Commenting on full Senate vote for Chuck Hagel’s nomination for US defense secretary, Senate Majority Leader Harry Reid said on Thursday morning, “It is tragic that they have decided to filibuster this qualified nominee. This isn’t high school getting ready for a football game, or some play being produced at a high school, in less than two hours, our country will be without a secretary of defense.”
Last time a senator was rejected for defense secretary was in 1989, when the Texas Senator John Towers’ nomination was stopped by a vote of 53 (against) and 47 (in favor); the difference was—it was not a filibuster but straight party line vote.
There were grueling five weeks of testimony and debate amidst strong accusations of extensive womanizing, heavy drinking, and substantial charges of conflict-of-interest for the ex-senator. In contrast Chuck Hagel came out like a perfectly deserving candidate after his testimony. The reason Republicans are holding up Hagle’s nomination is that they want to receive specific intelligence about the Benghazi attack, intelligence that Harry Reid claims he has already provided, and of course which has no relevance with Hagel’s nomination.
Now, going back to Reid’s school game comment—he didn’t really think that the Republicans should have treated it as high school football game—I ask, really?
I thought this Mitch McConnell-led Senate had always treated affairs of congress as high school football game! If not, how is it that the first term of Obama had seen nearly 400 filibusters?
And just think of it—Chuck Hagel—a former Republican Senator received only four votes from the Republicans while all Democrats supported him. Do you see anything wrong with this picture? To me this tells all about the current US politics. It tells what is wrong with our politics. Morals, scruples, principles have no values, it’s all matter of posturing for the benefit of the vested interest groups.

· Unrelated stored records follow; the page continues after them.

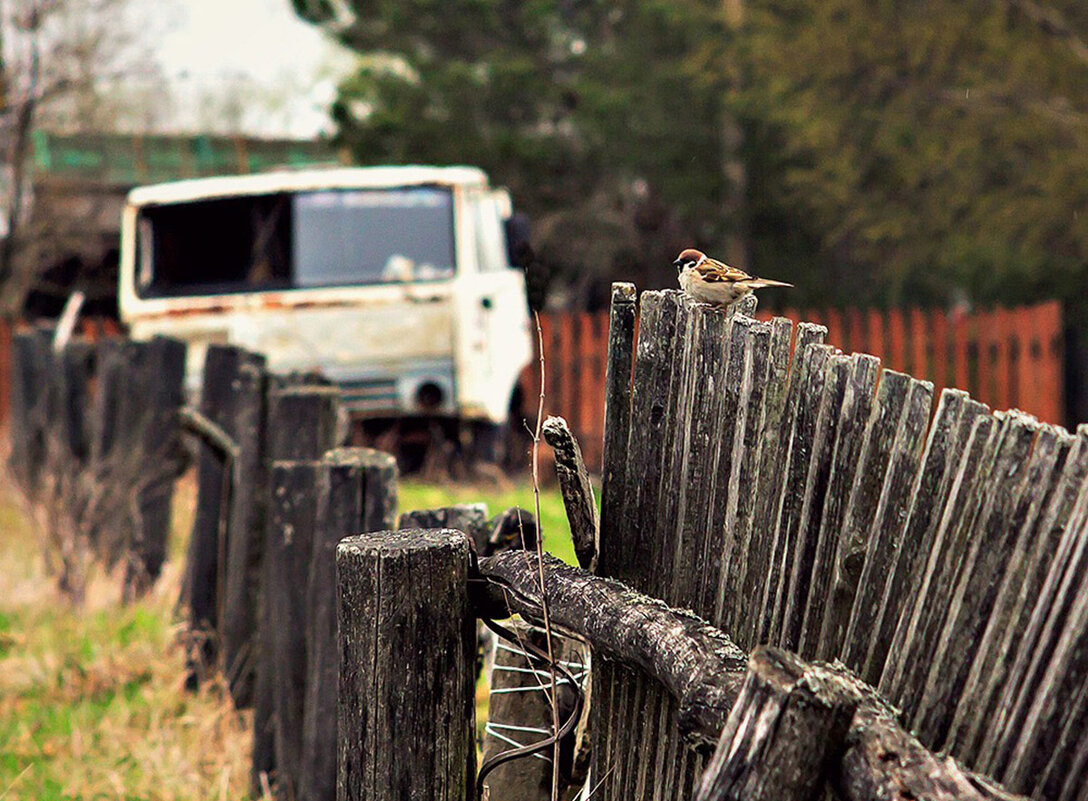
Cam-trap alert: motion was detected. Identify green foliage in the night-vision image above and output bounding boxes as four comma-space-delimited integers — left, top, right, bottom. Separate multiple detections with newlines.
739, 0, 1088, 304
293, 0, 1088, 304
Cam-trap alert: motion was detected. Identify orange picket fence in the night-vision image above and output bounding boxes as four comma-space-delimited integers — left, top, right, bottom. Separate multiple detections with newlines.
521, 300, 1064, 468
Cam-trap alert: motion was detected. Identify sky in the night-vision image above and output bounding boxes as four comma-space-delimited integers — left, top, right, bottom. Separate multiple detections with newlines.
131, 0, 353, 138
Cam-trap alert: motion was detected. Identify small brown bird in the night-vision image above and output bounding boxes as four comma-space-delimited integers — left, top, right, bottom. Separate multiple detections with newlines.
672, 248, 793, 306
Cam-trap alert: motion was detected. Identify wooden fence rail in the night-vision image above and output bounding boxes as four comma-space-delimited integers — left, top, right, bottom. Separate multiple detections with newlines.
530, 300, 1065, 469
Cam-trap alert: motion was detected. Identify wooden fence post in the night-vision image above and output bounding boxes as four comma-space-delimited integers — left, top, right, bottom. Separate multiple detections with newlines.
10, 332, 46, 497
695, 648, 861, 801
260, 461, 321, 799
298, 447, 396, 801
124, 336, 186, 597
251, 385, 339, 798
219, 360, 268, 710
186, 345, 264, 688
335, 529, 475, 801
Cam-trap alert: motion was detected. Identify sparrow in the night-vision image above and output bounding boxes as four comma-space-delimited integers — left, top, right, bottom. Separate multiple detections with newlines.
672, 248, 793, 307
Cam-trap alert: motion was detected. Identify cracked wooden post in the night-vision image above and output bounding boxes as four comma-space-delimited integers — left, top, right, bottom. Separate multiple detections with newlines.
124, 336, 186, 597
251, 377, 339, 798
298, 447, 398, 801
326, 529, 475, 801
185, 345, 264, 689
695, 648, 861, 801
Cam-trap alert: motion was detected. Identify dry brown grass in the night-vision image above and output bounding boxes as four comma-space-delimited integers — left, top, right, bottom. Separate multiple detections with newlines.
0, 481, 261, 801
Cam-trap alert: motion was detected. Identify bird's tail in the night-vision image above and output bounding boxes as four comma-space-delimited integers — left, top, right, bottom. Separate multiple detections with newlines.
744, 279, 793, 289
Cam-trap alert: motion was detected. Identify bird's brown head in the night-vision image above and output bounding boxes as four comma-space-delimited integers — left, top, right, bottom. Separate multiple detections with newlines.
672, 247, 706, 272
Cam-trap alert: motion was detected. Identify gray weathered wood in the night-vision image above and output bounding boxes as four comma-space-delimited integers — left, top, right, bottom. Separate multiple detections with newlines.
397, 504, 492, 556
251, 375, 339, 798
816, 370, 912, 661
220, 362, 267, 708
474, 553, 1014, 801
948, 426, 1075, 763
861, 390, 985, 686
997, 489, 1088, 788
706, 315, 771, 630
880, 415, 999, 715
695, 648, 861, 801
255, 461, 321, 799
542, 417, 601, 572
841, 379, 934, 683
591, 292, 681, 801
126, 336, 187, 597
332, 529, 475, 801
298, 447, 398, 801
268, 384, 341, 460
758, 323, 832, 644
480, 623, 588, 801
913, 414, 1038, 748
735, 317, 796, 648
674, 306, 726, 615
798, 354, 880, 657
779, 353, 851, 650
977, 434, 1088, 775
878, 390, 988, 700
183, 345, 263, 688
598, 283, 638, 556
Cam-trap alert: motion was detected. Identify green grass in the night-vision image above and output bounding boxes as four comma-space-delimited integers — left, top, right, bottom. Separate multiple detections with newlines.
0, 478, 573, 801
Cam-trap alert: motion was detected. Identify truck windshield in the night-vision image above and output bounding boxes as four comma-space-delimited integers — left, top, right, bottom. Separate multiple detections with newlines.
136, 186, 454, 297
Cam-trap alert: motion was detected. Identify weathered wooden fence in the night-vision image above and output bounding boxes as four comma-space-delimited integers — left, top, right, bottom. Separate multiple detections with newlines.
10, 328, 185, 595
339, 286, 1088, 801
521, 300, 1066, 469
12, 285, 1088, 801
595, 293, 1088, 799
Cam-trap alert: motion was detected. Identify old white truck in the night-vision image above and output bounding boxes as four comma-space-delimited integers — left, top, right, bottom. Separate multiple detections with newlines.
120, 167, 532, 463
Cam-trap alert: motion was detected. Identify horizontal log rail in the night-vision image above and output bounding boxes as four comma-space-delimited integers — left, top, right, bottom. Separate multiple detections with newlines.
472, 551, 1022, 801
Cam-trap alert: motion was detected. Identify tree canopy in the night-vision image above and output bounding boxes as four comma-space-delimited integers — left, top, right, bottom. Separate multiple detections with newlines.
293, 0, 1088, 304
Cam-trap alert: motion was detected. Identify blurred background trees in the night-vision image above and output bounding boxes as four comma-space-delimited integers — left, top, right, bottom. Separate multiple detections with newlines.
292, 0, 1088, 306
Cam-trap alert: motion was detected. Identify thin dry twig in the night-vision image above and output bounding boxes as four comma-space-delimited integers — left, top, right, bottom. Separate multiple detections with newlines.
532, 309, 559, 801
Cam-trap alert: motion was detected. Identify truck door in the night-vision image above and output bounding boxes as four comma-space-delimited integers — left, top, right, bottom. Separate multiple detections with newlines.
457, 190, 532, 422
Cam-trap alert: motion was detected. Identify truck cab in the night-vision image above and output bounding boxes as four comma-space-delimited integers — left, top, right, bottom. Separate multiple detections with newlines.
119, 167, 532, 452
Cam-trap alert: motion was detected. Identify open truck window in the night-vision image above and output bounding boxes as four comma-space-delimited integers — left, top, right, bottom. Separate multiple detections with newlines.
137, 186, 455, 297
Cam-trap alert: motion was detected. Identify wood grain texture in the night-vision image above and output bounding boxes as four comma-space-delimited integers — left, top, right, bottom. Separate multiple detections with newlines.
542, 417, 601, 571
298, 447, 396, 801
724, 317, 796, 648
977, 433, 1088, 775
948, 426, 1075, 764
220, 362, 268, 708
862, 390, 985, 686
332, 529, 475, 801
707, 316, 771, 631
816, 370, 912, 660
474, 553, 1015, 801
753, 323, 828, 643
779, 353, 850, 650
695, 648, 862, 801
798, 354, 880, 658
598, 283, 638, 552
841, 380, 934, 683
880, 415, 1000, 716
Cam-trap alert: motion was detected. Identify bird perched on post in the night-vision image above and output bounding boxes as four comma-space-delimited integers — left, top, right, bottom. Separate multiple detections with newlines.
672, 248, 793, 307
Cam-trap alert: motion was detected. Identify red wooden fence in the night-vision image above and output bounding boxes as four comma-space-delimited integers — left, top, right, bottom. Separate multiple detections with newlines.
0, 300, 1063, 467
521, 300, 1063, 467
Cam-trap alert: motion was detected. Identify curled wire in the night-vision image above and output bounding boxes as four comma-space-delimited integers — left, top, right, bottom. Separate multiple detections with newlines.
477, 617, 585, 798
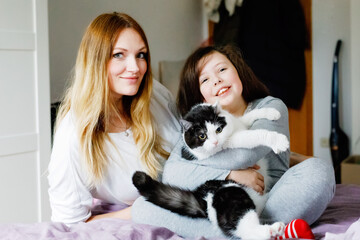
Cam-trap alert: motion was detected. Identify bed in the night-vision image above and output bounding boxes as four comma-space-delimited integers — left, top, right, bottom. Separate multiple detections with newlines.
0, 184, 360, 240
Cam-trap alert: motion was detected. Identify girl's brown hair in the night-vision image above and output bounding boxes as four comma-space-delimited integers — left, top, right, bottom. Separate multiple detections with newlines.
177, 45, 269, 115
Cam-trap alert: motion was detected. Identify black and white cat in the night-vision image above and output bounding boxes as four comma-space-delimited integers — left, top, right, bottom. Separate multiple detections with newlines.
133, 103, 289, 239
180, 103, 289, 160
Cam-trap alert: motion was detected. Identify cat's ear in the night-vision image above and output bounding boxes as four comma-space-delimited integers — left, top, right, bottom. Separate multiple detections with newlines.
180, 119, 192, 131
212, 101, 221, 114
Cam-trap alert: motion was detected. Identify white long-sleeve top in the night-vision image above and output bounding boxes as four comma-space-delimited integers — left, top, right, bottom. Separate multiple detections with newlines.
48, 81, 180, 224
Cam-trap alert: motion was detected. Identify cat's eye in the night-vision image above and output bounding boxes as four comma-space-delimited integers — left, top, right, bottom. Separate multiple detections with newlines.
137, 52, 147, 59
199, 134, 206, 140
113, 52, 124, 58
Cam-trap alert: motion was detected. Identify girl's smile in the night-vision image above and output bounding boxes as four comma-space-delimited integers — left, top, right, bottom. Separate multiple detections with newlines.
198, 52, 246, 115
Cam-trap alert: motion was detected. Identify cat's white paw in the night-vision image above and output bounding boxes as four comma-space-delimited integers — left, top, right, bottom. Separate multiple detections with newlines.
270, 222, 285, 237
271, 133, 290, 154
266, 108, 281, 120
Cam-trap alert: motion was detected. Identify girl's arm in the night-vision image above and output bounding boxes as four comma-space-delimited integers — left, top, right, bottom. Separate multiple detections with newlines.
86, 206, 131, 222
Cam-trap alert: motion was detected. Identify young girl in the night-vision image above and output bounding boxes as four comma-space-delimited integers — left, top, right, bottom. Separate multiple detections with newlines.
132, 46, 335, 237
48, 13, 180, 225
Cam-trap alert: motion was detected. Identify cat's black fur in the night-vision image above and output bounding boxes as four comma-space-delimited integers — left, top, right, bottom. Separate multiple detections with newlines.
133, 171, 255, 236
180, 104, 226, 160
132, 104, 287, 239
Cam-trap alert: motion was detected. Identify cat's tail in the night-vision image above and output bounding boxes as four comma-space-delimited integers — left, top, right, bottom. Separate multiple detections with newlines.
132, 171, 207, 218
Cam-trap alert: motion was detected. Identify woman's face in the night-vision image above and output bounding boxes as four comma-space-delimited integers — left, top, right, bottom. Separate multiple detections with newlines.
107, 28, 148, 99
199, 52, 246, 115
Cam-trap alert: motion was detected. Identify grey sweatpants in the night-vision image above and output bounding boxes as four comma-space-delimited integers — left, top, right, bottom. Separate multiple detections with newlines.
132, 158, 336, 238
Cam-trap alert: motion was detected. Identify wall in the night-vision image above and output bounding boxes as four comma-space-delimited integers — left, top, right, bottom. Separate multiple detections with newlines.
312, 0, 360, 159
0, 0, 50, 223
48, 0, 207, 102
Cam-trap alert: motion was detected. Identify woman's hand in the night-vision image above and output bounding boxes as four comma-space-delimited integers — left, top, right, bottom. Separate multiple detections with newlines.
86, 206, 131, 222
226, 165, 265, 194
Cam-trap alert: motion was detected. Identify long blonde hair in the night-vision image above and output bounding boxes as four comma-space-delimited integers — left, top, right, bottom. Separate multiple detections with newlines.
56, 13, 169, 187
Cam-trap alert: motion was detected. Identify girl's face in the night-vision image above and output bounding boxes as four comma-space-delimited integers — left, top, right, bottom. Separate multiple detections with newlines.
199, 52, 246, 115
107, 28, 147, 99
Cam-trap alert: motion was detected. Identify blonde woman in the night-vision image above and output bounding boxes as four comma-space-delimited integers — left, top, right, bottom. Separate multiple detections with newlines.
48, 13, 179, 225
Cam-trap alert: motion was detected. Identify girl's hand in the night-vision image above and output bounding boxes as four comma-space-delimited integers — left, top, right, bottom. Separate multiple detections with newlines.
226, 165, 265, 194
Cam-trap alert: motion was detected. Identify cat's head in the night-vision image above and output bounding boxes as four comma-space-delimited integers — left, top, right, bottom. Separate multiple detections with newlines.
180, 103, 233, 158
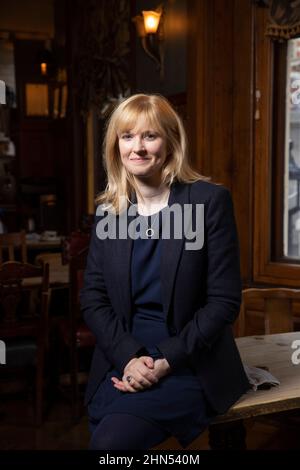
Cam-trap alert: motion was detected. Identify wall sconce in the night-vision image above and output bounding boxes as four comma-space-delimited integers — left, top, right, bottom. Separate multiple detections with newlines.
37, 40, 54, 78
132, 4, 164, 80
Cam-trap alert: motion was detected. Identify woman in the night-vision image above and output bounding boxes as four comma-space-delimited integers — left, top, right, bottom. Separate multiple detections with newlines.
81, 94, 249, 450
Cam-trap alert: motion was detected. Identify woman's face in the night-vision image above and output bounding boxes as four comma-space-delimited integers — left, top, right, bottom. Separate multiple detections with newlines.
118, 118, 167, 183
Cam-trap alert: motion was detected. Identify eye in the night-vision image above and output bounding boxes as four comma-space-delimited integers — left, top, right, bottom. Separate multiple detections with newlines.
120, 132, 132, 140
144, 132, 158, 140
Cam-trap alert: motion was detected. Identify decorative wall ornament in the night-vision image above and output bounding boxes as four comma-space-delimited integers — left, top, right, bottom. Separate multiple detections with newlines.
266, 0, 300, 41
75, 0, 130, 118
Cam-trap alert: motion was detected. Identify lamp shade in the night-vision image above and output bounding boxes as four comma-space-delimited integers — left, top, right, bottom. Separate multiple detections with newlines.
142, 10, 161, 34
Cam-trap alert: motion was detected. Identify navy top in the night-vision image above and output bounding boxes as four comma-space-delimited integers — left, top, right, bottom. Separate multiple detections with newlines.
89, 209, 215, 447
131, 210, 170, 358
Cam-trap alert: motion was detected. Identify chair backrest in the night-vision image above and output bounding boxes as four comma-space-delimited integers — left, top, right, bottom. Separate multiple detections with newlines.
69, 247, 88, 317
69, 247, 95, 347
236, 287, 300, 336
0, 261, 49, 338
0, 230, 27, 264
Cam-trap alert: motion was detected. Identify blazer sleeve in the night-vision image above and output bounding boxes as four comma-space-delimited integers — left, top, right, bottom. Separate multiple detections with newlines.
157, 186, 242, 369
80, 217, 144, 374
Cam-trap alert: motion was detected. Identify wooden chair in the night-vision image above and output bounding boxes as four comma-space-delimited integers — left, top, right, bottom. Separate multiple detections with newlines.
0, 261, 49, 425
60, 247, 96, 418
61, 230, 90, 264
0, 230, 27, 264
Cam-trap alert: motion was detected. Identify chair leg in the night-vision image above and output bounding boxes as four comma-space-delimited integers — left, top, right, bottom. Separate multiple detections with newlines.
35, 351, 44, 426
70, 345, 79, 419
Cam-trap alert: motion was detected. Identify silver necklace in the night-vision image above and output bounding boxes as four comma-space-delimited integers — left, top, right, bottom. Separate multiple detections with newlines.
146, 212, 159, 238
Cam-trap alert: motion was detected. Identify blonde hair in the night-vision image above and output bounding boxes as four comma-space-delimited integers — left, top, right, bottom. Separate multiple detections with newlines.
96, 94, 210, 213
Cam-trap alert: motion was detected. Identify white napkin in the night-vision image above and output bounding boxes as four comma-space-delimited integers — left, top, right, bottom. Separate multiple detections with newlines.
243, 364, 280, 391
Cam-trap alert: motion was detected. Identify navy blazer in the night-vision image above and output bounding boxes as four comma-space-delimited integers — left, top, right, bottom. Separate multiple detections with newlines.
81, 181, 249, 413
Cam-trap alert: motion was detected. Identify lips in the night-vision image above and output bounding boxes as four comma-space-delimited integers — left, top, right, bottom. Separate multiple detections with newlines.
130, 157, 149, 162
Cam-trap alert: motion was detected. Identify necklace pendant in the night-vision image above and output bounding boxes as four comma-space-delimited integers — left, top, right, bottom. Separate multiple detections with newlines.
146, 227, 154, 238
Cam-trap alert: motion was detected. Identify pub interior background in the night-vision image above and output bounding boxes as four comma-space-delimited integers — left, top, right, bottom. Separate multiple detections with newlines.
0, 0, 300, 449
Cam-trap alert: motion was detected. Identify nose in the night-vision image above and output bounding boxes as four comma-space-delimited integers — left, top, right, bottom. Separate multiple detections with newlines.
133, 135, 146, 155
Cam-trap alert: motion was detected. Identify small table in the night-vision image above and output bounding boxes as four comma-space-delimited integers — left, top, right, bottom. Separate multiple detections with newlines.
23, 253, 69, 288
210, 332, 300, 448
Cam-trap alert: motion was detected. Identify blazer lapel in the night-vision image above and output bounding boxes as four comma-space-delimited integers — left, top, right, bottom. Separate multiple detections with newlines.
161, 183, 189, 318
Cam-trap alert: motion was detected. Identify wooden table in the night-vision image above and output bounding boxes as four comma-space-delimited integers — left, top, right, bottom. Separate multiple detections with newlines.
23, 253, 69, 288
210, 332, 300, 448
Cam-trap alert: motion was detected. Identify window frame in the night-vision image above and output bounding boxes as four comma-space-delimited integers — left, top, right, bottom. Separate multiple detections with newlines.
253, 8, 300, 287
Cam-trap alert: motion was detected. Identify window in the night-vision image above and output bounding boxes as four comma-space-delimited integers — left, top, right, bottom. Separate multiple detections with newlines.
253, 8, 300, 287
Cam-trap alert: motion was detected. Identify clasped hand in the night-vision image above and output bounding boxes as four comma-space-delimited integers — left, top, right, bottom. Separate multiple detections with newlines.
111, 356, 170, 393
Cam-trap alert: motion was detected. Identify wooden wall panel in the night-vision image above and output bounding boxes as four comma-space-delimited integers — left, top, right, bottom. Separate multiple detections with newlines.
187, 0, 254, 284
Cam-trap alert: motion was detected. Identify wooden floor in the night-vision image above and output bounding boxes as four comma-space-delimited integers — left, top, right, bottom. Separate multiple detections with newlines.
0, 397, 300, 450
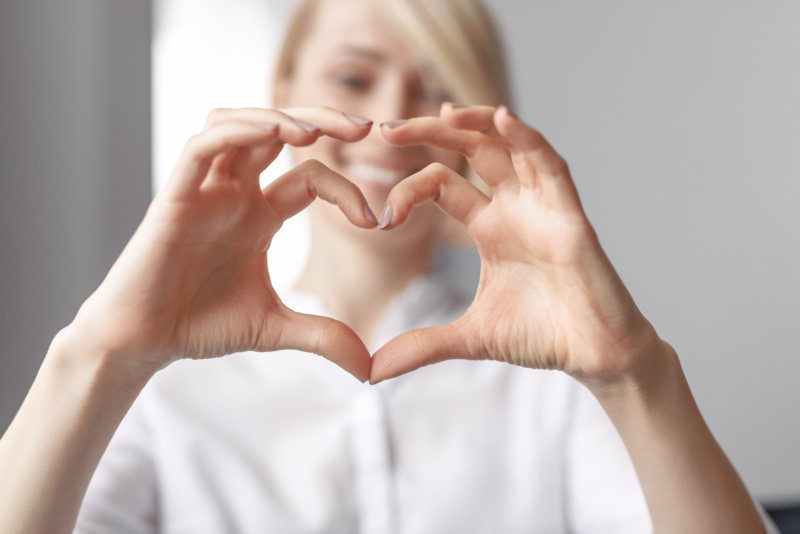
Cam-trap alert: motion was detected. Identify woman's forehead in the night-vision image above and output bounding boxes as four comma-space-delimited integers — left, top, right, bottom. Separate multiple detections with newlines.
307, 0, 411, 59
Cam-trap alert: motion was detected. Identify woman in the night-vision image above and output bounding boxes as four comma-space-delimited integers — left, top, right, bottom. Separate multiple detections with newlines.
0, 0, 776, 532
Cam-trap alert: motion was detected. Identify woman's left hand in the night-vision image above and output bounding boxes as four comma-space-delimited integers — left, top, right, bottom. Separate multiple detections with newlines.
371, 104, 666, 388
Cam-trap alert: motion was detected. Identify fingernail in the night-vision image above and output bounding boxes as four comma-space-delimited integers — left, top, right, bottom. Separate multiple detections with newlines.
292, 119, 319, 133
364, 204, 378, 224
378, 204, 394, 230
500, 106, 519, 120
381, 120, 408, 128
344, 113, 372, 126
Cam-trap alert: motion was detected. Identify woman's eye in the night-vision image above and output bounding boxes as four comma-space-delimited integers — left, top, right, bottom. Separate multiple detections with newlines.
339, 76, 369, 91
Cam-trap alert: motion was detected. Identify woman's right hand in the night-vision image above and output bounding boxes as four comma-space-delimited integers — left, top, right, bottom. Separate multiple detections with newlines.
68, 108, 376, 381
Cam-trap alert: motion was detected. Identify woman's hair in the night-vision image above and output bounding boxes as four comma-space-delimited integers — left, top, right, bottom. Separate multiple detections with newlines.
275, 0, 512, 244
275, 0, 511, 106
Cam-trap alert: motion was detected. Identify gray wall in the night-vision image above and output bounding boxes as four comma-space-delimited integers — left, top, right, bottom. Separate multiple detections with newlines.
0, 0, 151, 431
492, 0, 800, 499
0, 0, 800, 499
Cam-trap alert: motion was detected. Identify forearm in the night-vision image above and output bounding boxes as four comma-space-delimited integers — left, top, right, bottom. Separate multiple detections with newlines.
0, 327, 152, 534
587, 342, 764, 534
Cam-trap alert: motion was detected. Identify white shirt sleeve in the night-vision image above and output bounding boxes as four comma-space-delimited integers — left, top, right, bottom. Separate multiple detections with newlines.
74, 401, 158, 534
565, 382, 653, 534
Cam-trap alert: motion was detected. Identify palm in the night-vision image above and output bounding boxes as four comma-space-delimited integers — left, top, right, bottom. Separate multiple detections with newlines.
372, 110, 652, 386
73, 110, 374, 384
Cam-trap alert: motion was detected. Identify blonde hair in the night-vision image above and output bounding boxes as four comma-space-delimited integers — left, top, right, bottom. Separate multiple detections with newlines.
275, 0, 511, 106
275, 0, 512, 245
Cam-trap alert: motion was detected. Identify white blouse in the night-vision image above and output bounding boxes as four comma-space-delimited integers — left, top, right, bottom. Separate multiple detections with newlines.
76, 277, 776, 534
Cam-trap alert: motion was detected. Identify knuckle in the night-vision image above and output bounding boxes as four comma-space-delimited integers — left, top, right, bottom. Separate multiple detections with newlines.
205, 108, 230, 129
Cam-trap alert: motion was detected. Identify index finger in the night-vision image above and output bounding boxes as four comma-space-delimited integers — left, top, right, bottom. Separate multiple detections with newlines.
263, 160, 378, 228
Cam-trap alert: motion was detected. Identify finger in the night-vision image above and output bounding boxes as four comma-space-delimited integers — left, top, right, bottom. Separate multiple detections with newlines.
281, 107, 372, 143
494, 106, 581, 213
165, 121, 278, 201
440, 102, 505, 143
369, 320, 470, 384
270, 309, 371, 382
264, 160, 378, 228
381, 117, 519, 191
214, 107, 372, 179
206, 107, 372, 146
380, 163, 490, 230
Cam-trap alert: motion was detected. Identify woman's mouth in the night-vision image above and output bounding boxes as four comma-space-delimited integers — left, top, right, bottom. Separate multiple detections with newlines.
346, 162, 405, 188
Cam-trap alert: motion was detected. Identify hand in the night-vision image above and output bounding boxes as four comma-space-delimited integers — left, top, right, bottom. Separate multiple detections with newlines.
71, 108, 376, 380
370, 105, 660, 388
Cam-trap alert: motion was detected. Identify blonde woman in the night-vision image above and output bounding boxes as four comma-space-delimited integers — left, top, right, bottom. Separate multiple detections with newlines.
0, 0, 776, 533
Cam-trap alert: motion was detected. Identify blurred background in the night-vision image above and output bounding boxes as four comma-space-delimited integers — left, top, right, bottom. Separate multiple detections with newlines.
0, 0, 800, 520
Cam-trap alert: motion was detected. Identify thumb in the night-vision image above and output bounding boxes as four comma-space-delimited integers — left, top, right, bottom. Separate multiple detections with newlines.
270, 309, 371, 382
369, 318, 470, 384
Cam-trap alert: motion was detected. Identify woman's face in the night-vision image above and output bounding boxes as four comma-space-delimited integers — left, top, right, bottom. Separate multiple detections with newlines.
276, 0, 464, 253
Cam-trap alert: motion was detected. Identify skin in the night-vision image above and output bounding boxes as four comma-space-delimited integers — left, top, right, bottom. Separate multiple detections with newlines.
275, 0, 464, 346
0, 0, 763, 533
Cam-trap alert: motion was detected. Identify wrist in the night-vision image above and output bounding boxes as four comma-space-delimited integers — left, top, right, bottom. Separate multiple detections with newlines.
581, 337, 688, 415
50, 320, 157, 398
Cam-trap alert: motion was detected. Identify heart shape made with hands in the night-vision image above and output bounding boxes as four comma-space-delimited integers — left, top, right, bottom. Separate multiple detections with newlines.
262, 104, 657, 390
138, 104, 654, 394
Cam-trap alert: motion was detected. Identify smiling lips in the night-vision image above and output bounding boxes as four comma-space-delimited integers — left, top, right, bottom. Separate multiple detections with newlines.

But if the Democrats are in this situation today, they have none but themselves to blame for it. At the beginning of this new senate session they had the opportunity to do away with the archaic filibuster rule and establish a policy of majority rule, which is the fundamental bedrock of modern democracy, but they did not.
Why?
The US never had democracy, what it has is plutocracy, where minority nobility wields overwhelming power over the commoners, the class of the peasants. The Electoral College, the filibuster rule, the highly politicized judiciary, they all are to protect the interest of the royal class.
The two-party system in the US presents a sham democracy where the political circus is only to con the ordinary masses, giving them false hope that the political power could be changed through regular elections. Failure to reform the filibuster process clearly demonstrates that both the Democratic and the Republican party are beholden to this two-party system and they do not want any major reform. They want to perpetuate their benefit from the rigged current system. If 99 percent of present Republican politicians are servants of the military-industrial complex, of which the great Republican president Eisenhower had warned us many years ago, the overwhelming number of Democratic politicians are the same.
Until money is removed from US elections through electoral reforms, things will not get better.